Marketing Forum: The Advantages and Pitfalls of Barter and Discounts:

When I started my company years ago (the name is a trade secret now), I was absolutely broke. I just got angry and quit and started my business without capital.

If it is surprising to you that the company resulting from those efforts, which now employs me, will do millions of dollars of business this year.

We no longer need huge discounts or special arrangements to sell the product I invented.

However, when I started I had to create a large user base and track record and to cash-flow while I did it, a very difficult thing to do. Fortunately, the product is excellent, so once I had done that, the business took off with legs of its own.

But the ‘chicken or egg’ scenario existed then, a tremendous hurtle.

One of the reasons I was able to survive this period was because I leveraged every dollar: I traded for rent, printing, advertising, food, travel, accommodations: all in exchange for my product, and it was easy to do, because most businesses would rather spend their inventory at retail than spend cash, and my product was a form of advertising.

But even this type of arrangement has pitfalls: ten percent of our customers from those days still want to barter at billing time, and many of them are people we would have been better off without in retrospect.

We were also involved with three barter groups for a while: they actually create a trading currency of their own so that members can arrange indirect trades with any business in the group. Again, the initial affect was tremendous advertising to a captive audience. But spending the huge amounts of barter we got proved to be inefficient in man-hours, and they do charge a percentage, testing our anemic early stage cash position.

Another thing we did a lot was discounts: anything to make a deal.
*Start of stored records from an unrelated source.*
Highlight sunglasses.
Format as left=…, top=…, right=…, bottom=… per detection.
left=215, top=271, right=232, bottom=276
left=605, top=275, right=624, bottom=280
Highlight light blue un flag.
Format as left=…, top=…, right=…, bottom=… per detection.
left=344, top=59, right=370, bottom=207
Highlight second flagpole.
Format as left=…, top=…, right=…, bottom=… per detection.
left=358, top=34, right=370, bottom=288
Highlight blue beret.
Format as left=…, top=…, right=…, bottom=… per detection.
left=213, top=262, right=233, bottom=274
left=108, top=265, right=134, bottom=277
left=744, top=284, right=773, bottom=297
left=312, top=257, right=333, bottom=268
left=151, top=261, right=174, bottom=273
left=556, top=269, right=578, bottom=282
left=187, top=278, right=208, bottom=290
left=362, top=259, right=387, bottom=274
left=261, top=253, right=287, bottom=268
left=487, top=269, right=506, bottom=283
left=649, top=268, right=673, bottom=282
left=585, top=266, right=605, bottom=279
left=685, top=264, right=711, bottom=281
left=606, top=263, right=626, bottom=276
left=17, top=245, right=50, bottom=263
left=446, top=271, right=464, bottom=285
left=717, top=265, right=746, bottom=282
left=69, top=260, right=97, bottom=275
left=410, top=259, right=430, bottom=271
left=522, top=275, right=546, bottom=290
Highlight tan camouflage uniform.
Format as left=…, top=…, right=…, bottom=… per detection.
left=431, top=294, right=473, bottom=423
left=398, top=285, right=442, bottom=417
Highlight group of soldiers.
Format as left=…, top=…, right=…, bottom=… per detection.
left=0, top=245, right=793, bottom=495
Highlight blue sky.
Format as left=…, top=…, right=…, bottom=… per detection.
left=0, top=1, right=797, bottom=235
While this built a momentum and customer base so rapidly that here I am, I was constantly raising cash and giving up equity and control to fund the negative cash-flow created by such arrangements.

Actually, I highly recommend both methods for early stage growing companies IF THEY CAN AFFORD IT.

However, I had it to over again this is what I would have done differently:

1. I would have done less of it,
2. I would have been more selective
3. I would have had to raise less money
4. I would have been more profitable
5. I would have grown a little bit more slowly ( I was very aggressive)
6. I would have been very careful to give specific reasons for any discounts, to avoid the aforementioned problems.

In other words, proceed with great caution.